Visa and MasterCard Say Death to Pornhub—and By Extension, the Internet

How the self-congratulations of stepping away from Pornhub masks a much more nefarious and frightening potential future.

Just two days after Pornhub announced aggressive changes to its gross and negligent moderation practices in order to curb unverified users from uploading horrifying, violent, and illegal content on their website, MasterCard and Visa stepped in to make announcements of their own: Death to Pornhub.

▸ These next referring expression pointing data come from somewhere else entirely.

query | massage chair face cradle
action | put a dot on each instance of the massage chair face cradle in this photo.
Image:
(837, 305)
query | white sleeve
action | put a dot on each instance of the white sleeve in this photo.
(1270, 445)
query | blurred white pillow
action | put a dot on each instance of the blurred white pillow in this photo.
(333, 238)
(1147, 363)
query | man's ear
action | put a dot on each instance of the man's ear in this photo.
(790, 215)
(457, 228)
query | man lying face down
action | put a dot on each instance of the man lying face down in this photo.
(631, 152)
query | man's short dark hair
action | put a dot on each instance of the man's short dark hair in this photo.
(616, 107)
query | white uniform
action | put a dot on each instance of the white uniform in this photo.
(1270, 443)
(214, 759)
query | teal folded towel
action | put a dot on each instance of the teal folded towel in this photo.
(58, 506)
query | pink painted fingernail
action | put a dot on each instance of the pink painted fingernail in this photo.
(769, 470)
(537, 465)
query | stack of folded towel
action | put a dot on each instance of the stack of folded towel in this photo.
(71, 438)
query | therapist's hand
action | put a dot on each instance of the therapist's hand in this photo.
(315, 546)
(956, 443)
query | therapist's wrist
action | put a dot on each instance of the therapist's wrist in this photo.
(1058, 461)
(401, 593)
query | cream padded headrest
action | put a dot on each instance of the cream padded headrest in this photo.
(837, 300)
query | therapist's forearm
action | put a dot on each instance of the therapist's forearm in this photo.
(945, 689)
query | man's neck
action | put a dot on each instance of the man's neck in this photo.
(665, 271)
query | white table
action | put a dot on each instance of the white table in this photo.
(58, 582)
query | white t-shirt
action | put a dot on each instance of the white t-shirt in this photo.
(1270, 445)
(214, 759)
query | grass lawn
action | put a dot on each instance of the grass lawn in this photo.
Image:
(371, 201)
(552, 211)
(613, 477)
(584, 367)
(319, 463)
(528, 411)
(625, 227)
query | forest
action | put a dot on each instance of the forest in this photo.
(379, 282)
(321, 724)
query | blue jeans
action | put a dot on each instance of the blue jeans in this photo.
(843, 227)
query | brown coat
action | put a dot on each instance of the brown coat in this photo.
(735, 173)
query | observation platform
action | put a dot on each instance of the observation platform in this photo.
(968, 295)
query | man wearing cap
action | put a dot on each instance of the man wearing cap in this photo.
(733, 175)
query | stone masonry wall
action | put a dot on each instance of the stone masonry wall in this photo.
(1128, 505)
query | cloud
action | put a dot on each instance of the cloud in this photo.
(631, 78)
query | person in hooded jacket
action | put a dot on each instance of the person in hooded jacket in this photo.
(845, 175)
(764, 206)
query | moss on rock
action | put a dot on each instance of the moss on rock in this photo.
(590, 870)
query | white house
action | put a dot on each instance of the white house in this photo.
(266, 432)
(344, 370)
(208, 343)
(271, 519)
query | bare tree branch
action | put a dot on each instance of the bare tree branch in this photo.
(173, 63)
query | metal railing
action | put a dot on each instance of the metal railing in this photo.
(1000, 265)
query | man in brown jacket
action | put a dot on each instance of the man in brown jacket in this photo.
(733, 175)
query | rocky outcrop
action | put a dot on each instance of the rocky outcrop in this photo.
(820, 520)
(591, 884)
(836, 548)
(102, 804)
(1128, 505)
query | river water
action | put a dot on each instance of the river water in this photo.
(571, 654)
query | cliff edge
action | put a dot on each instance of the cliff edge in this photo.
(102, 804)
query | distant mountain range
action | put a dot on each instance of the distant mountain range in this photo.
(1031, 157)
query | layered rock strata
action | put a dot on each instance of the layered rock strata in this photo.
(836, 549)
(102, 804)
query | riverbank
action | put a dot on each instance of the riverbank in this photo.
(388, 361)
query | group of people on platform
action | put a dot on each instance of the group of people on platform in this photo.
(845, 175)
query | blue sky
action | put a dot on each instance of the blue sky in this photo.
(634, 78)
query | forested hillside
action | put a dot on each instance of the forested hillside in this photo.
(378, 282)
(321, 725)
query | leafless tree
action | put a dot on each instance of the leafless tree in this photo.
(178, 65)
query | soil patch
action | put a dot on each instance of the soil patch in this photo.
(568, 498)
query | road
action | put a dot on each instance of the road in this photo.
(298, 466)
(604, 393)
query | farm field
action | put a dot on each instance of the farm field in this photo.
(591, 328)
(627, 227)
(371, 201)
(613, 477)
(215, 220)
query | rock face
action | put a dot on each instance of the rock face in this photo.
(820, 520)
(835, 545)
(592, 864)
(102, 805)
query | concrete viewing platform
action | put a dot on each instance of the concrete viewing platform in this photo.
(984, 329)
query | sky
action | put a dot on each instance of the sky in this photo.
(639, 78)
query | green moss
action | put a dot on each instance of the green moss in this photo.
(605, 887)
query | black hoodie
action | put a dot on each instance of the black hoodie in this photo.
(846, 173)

Many people don’t realize this, but a lot of stuff you see in big big studio porn isn’t actually dictated by the law: It’s the credit card companies that process their payments, and the taste of their relevant board members. Stebro roleplay? That’s fine, according to certain credit cards, as long as they don’t actually look like each other. Oh, someone’s tied up? That’s fine, but there cant be a gun or a knife if they’re tied up. That’s too much. And that’s how it works. This is why gay porn online is way tamer than its straight counterparts. Big business homophobia. Compare and contrast some family role play scenes across gay and straight sites. Get back to me on the disparity in the uh, “freedom of speech” thats allowed there.

And that’s what’s on the line here. This is the final goal: the end of the Internet as we know it. This move doesn’t come as protection for anybody, it comes as a threat and a significant contribution to a climate that creates fear around the nature and size of exploitation online as a distraction, creating more and more extreme and unconstitutional laws to deal with the purported size of that problem. And it’s not just Trump and his army of conspiracy theory chugging youtube soldiers. Remember Amy Klobuchar just making up facts on the Senate floor to look tough on crime?. People are always doing this. “Oh, so and so number of people are exploited each year. This is the biggest problem in the free world today.” Nobody has actual statistics on this. Nobody.

Remember who helped write and ardently defend the disastrous SESTA/FOSTA bill, basically expanding the Patriot Act and letting the government do any kind of probing it wants at any time, shut down any website they like for whatever reason, past, present, or future? It was our Vice President Elect: Kamala “Cop” Harris.

Don’t get me wrong. This is an issue, and Pornhub has more than earned the hot water it’s in right now. After all, laissez-faire moderation is big business at its best, and very profitable. That’s outright evil. But please: Spare me the delayed outrage.

Visa doesn’t care about ending sex trafficking and child exploitation imagery on Pornhub. If they did, they would’ve taken action like this years ago when news was breaking about videos of sexual assaults on the site. And it wouldn’t have come after they announced they were immediately making the changes necessary to prevent this from happening.

This is just another brick in the wall, a contribution to the narrative around sex trafficking online. Just like Congress’s unconstitutional decision this year to deny perfectly legally operating sex work businesses COVID relief and paycheck protection not out of any legal reasoning, but out of moral turpitude. It contributes to the idea that we must do everything we can to stop this enormous problem. Anything: Including the end of Section 230.

And for those who don’t know, Section 230 is basically the law that creates free speech online. It prevents sites like Pornhub, Facebook, and Twitter from being liable for most of what their users post. This is what practically “allows” us to post oh, articles like this, comments on your Facebook wall, tweets, videos of police officers beating the shit out of innocent people, etc. Without section 230, we would be at the mercy of big businesses and what their taste allows, instead of the free and open Internet that the constitution arguably requires. Without Section 230, companies won’t take the risk. They’ll shut it down.

That means no more Arab Springs. That means no more grassroots movements. That means no more safe networks for sex workers online trying to protect themselves and communicate about clients who are dangerous and abusive. That means no more filming the cops. 

That’s what we call a bipartisan effort, baby.